We divide the change into four phases: the first is the status quo, so-called “normality”. This is followed by “disruption”, which begins as soon as the change is announced. Emotional tensions burst into the picture, it is a time of great stress and uncertainty. You can overcome it by teaming up and sharing information. After that is the adoption phase: when the resistance begins to subside and a phase of adaptation to the new reality begins. At work you will see a first improvement in the results. Finally, overcoming change when performance improves. You have emerged from the tunnel and the results should be higher than the phase before the change. The important thing is to manage everything quickly and standing on the surface. These things need to be resolved as quickly as possible.
The sixth and final rule concerns the best management of time and energy, to protect psychophysical well-being. Shouldn’t it be put first?
That’s right. Being able to manage time and energy is essential, almost a necessary precondition to then do all the work well. But the rules are not arranged according to a ranking. It is a circular vision: each of them is connected to the others, they talk to each other. For this reason, staying healthy and having a work-life balance is essential. Leaders need to learn to do it for themselves. And more importantly, they need to learn how to get their team members to do it as well. It requires a special sensitivity, as well as the ability to imagine needs and desires different from your own.
These six rules look general. But can they be applied in all cultures of the world?

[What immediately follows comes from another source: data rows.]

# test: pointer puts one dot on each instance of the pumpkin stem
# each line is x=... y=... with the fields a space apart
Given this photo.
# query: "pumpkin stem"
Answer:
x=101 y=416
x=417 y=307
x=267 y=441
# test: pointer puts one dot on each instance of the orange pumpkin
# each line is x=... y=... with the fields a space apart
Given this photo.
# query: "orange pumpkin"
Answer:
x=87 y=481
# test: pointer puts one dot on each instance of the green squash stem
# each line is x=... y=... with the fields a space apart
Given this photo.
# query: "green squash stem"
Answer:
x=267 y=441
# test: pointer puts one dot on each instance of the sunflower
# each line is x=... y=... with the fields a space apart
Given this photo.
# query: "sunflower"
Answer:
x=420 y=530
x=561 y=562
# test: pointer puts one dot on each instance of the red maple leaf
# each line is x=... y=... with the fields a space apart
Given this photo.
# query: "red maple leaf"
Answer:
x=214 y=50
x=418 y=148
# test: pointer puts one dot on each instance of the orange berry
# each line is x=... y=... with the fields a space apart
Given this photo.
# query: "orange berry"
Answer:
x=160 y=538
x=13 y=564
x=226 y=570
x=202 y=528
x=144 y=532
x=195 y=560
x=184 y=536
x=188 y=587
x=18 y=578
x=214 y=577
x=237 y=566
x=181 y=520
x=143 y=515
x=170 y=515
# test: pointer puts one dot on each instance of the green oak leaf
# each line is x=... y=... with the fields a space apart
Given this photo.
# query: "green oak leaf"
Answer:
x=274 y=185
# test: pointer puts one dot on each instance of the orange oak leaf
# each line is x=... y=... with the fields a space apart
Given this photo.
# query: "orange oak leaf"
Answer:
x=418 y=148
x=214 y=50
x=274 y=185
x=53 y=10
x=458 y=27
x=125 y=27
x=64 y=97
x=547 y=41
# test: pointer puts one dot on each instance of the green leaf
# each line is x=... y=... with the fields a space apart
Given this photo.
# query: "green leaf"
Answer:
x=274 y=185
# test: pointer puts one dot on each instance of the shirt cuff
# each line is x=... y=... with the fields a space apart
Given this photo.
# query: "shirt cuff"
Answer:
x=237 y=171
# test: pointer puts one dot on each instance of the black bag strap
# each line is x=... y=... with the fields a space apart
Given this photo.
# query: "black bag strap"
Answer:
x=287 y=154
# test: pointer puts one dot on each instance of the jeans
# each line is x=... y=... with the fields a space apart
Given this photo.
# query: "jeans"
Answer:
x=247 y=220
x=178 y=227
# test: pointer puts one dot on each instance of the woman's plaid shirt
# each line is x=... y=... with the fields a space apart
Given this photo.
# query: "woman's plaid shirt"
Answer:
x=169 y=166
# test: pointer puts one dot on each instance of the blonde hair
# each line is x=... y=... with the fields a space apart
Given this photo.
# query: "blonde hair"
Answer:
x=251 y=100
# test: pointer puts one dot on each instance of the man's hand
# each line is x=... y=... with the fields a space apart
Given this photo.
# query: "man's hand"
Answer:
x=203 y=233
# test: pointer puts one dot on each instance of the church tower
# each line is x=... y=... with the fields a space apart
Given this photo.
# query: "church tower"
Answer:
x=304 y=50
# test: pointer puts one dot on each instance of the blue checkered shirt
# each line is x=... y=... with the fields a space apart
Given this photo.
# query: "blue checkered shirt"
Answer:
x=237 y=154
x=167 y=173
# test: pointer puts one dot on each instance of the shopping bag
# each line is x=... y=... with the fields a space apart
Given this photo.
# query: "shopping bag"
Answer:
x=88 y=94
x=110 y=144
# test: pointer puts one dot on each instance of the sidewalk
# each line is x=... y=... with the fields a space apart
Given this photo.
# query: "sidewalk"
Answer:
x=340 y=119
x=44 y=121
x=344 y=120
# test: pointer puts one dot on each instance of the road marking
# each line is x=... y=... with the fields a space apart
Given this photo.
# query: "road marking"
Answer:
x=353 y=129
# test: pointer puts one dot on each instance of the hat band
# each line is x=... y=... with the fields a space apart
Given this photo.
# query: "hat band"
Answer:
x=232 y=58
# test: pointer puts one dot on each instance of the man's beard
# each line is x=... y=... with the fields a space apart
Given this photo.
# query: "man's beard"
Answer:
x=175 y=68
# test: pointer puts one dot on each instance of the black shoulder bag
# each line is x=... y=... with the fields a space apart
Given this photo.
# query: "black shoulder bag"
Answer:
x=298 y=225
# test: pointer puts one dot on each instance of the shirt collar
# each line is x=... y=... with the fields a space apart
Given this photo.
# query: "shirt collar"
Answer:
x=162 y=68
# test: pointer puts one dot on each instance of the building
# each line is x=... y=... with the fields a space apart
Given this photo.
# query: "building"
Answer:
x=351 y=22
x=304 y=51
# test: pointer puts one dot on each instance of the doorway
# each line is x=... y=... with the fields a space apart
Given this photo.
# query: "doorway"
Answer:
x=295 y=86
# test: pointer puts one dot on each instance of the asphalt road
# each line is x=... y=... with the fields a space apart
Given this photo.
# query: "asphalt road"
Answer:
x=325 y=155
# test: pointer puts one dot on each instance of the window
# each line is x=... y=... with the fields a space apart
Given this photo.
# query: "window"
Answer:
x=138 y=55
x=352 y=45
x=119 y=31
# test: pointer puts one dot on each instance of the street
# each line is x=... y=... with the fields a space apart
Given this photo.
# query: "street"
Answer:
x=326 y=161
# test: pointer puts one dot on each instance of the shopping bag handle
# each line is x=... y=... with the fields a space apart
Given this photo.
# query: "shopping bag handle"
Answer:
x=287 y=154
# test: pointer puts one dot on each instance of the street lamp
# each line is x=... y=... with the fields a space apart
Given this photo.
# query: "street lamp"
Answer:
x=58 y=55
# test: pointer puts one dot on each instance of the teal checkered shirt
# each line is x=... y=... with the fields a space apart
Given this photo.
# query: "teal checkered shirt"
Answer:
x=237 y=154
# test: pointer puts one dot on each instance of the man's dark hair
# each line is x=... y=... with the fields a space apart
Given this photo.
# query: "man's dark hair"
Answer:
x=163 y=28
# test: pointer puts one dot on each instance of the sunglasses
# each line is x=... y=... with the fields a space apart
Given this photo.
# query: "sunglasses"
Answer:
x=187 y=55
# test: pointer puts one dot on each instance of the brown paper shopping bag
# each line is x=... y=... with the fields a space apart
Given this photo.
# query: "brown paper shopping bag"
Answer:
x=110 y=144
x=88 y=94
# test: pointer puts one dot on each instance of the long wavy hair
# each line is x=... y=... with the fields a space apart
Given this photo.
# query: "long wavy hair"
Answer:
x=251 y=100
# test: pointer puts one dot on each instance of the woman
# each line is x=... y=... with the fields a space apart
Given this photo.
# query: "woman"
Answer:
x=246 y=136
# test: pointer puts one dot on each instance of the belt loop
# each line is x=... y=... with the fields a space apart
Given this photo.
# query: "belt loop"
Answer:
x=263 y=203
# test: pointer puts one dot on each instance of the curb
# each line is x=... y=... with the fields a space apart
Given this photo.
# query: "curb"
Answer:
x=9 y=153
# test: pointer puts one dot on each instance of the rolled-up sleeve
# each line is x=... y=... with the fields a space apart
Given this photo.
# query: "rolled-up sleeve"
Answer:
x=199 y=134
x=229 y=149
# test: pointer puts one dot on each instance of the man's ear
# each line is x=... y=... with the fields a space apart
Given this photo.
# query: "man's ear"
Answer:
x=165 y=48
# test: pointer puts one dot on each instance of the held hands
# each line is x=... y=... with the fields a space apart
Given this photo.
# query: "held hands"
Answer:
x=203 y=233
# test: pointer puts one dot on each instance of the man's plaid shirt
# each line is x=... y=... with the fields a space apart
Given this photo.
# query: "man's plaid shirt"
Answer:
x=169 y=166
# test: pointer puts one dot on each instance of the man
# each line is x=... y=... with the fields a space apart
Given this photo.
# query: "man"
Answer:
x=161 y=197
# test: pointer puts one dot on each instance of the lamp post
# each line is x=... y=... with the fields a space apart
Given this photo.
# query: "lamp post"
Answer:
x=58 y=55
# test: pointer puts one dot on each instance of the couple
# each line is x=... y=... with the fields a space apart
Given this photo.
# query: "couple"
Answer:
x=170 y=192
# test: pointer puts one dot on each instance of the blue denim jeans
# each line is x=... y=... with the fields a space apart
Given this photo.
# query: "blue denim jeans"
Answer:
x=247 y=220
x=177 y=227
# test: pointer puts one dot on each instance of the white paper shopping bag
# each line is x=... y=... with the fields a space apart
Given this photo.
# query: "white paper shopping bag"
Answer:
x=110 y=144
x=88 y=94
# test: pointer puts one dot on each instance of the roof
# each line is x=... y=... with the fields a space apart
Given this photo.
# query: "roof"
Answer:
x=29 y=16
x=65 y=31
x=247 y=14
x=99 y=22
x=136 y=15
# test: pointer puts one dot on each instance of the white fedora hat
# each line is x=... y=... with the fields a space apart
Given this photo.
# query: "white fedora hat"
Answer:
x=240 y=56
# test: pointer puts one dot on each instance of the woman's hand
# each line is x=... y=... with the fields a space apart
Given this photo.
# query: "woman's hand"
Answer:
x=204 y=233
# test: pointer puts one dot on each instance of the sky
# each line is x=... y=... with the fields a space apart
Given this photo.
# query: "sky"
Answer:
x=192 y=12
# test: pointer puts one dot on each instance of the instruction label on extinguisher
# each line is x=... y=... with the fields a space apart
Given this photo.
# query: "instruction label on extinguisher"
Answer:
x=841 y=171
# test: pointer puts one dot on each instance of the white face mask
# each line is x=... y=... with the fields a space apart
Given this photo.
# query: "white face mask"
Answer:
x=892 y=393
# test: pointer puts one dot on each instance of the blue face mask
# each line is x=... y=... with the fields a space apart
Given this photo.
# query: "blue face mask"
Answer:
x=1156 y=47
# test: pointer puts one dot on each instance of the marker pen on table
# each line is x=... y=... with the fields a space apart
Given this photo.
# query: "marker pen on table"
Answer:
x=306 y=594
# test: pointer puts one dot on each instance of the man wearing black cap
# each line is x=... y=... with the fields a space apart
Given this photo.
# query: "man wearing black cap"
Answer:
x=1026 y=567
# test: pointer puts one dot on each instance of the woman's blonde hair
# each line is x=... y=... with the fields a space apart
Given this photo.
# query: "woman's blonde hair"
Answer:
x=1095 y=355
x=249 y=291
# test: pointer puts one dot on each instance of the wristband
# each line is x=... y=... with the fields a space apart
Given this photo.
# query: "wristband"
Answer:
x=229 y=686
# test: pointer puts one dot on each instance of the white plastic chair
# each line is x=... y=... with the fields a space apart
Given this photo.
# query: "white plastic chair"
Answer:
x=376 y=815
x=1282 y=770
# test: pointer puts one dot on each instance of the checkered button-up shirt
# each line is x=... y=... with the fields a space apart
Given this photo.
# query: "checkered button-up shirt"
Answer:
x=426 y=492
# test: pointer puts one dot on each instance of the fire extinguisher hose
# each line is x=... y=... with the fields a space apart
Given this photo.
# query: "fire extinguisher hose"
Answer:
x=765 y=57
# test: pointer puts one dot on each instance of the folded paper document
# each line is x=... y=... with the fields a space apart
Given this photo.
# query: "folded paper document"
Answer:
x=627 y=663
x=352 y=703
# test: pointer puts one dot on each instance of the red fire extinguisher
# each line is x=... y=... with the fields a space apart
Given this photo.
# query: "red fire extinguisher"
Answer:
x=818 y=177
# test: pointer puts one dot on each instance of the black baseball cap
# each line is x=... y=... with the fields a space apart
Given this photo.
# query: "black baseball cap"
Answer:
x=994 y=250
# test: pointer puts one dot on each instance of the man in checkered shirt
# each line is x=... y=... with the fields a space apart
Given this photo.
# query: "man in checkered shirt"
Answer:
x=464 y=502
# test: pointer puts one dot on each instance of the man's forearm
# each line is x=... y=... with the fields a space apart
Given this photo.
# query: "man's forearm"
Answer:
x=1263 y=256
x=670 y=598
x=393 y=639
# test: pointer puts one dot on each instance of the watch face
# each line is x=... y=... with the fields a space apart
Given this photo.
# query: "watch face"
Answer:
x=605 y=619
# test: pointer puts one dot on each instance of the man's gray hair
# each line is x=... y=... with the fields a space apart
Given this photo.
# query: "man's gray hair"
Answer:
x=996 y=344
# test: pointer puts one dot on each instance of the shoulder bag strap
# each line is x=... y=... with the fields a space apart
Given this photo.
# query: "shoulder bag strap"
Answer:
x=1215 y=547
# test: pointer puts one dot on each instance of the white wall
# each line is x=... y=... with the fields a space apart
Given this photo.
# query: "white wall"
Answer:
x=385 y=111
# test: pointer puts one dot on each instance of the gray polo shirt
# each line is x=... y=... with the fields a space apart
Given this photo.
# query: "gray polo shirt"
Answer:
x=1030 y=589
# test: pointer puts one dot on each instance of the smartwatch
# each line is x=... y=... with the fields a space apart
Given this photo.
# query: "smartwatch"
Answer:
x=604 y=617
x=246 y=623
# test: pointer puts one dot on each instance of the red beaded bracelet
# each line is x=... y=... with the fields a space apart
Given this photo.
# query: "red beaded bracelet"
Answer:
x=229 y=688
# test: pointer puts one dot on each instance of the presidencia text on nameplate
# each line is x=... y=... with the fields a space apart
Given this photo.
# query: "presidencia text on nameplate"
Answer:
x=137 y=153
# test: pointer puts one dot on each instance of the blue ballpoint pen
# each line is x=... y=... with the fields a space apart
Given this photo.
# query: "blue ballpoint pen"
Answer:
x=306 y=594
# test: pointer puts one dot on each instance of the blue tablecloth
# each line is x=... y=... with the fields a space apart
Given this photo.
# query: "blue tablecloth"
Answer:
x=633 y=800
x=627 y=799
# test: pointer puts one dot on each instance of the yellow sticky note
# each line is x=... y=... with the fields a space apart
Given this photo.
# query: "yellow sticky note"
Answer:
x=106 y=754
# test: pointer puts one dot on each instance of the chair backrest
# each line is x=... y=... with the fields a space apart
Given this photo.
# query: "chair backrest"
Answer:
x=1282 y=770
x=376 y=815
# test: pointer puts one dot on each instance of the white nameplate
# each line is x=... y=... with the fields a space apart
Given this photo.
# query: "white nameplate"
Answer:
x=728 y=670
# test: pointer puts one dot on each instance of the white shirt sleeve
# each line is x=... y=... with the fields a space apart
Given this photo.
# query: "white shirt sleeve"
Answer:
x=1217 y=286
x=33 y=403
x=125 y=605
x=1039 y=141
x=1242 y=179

Yes, I do. I have worked in 10 different countries and four continents. My experience suggests to me that we are more alike than we tend to believe. There are superficial differences, but deep down we are alike. Between aspirations, frustrations, desires, dreams and gratification, not much changes. So I think, in principle, these rules can work anywhere. Sure, with some caution. In some cultures, for example Asian ones, it would be absurd to give feedback to the boss – something we recommend doing. You have to adapt, reinvent them with creativity but without distorting them. And without offending the cultural context in which you are.